The ministry also said it has asked the Lithuanian government to withdraw its ambassador to China, criticizing its action as damaging the Asian country's sovereignty and territorial integrity as well as urging it to correct its "wrong decision."

Last month, Taiwan said it would set up its effective embassy in Lithuania, the first of its kind in Europe in 18 years, amid continuing tensions between the Communist-led mainland and the democratic, self-ruled island.

The latest representative office is Taiwan's second in Europe. The first opened in Slovakia in 2003. The Vatican is the only European state with which Taiwan has diplomatic relations.

"The Chinese government expresses firm opposition" to the island's establishment of its representative office in Lithuania, the ministry said, adding, "Taiwan independence is a dead-end."

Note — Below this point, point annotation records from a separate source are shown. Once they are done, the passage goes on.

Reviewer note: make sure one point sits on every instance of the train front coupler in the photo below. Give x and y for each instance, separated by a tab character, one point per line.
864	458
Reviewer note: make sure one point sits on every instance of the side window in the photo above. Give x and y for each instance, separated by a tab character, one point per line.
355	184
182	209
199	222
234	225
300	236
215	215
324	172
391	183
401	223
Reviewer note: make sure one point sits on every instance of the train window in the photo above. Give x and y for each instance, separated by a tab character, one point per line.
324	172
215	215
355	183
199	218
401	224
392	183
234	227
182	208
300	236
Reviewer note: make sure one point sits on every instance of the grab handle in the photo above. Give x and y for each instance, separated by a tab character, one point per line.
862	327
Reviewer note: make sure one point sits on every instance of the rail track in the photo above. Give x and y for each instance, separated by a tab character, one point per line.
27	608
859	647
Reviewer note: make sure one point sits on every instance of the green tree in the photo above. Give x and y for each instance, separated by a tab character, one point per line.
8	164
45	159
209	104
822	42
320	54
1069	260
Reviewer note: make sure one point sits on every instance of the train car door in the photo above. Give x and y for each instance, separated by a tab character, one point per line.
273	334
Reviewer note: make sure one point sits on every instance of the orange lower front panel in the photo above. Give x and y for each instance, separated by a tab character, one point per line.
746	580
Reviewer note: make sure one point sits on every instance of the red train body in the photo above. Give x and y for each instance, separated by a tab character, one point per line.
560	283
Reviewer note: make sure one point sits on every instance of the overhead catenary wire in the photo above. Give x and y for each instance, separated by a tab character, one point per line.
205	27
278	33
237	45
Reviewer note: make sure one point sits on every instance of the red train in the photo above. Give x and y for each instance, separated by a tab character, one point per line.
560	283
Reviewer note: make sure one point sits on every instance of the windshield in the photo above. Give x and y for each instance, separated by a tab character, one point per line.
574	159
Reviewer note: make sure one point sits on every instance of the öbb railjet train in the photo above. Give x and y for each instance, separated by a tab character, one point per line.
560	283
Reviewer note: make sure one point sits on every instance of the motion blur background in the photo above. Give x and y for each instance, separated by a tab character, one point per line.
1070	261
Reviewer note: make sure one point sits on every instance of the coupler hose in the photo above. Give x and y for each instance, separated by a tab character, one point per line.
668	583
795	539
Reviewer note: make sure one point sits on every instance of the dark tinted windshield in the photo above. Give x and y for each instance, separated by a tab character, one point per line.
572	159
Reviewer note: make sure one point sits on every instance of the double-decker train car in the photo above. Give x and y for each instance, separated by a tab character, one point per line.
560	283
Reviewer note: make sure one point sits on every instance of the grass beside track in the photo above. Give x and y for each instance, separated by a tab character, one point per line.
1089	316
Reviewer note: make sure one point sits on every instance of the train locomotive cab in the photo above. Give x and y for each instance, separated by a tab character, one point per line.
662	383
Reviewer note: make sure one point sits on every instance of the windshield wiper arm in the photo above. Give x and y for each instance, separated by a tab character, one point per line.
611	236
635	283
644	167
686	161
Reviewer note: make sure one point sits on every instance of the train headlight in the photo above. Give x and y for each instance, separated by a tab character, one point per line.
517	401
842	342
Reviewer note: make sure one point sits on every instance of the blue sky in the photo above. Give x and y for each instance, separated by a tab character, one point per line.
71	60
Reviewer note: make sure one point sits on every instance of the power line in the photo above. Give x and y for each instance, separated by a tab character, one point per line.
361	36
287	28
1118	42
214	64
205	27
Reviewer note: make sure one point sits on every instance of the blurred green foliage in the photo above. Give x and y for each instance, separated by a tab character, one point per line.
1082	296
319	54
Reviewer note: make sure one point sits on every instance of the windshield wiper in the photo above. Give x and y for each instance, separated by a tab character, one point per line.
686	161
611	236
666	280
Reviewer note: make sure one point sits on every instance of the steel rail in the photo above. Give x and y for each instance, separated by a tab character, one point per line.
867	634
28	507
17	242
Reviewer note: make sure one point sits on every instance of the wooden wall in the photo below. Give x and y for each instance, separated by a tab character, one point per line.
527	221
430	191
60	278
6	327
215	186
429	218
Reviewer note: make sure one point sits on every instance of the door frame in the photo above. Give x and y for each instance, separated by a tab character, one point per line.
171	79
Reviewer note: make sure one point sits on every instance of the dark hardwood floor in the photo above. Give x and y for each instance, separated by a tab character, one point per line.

China and Taiwan have been separately governed since they split in 1949 as a result of a civil war. Their relationship has worsened under independence-leaning Tsai Ing-wen, who has served as Taiwan's president since 2016.

Beijing has been intensifying efforts to isolate Taiwan diplomatically, seeking to chisel away a shrinking group of nations that maintain diplomatic ties with Taiwan.

While pledging to build up his country's military, Chinese President Xi Jinping committed to the "reunification" of Taiwan with the mainland in a speech on the 100th anniversary of the ruling Communist Party's founding on July 1.